“No Virus Theory” Psyop Being Run from Substack is Uncovered

About a week ago, Igor Chudov came across a Substack titled ‘Boostershots’. When he investigated, he discovered that Boostershots was the coordinating site of a “viruses do not exist” psychological operation (“psyop”). The site instructed people how to post on forums promoting the “no virus” theory and the Substack’s author(s) even bragged about getting people worked up about it.
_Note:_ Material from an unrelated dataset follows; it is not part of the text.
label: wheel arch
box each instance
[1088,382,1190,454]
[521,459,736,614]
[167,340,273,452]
We’re not saying everyone who posts “viruses do not exist” comments are part of this psyop, but what we are saying is that people need to be mindful that those who run psyops will infiltrate all sides of a debate in order to take control of the narrative to serve their purposes.  At all times, we need to take care and assess what we read and watch with wisdom and discernment, not only in corporate media but also on social media, independent media, blogs and citizen journalist sites. 

Also remember that just because certain words are repeated over and over again, it does not make them true. In fact, psyops use repetitive slogans – “build back better” comes to mind – to influence behaviour and perceptions.  But as soon as we ask, for example, “Build what? Better than what?” the slogan falls apart.  One indicator a statement is at least credible is whether it can withstand scrutiny – a repetitive slogan “viruses do not exist” providing no further information does not pass the scrutiny test, just as with the example of “build back better.” Another indicator is to look, for example, at the social media profile of the person commenting or posting to try to assess whether they appear genuine or not.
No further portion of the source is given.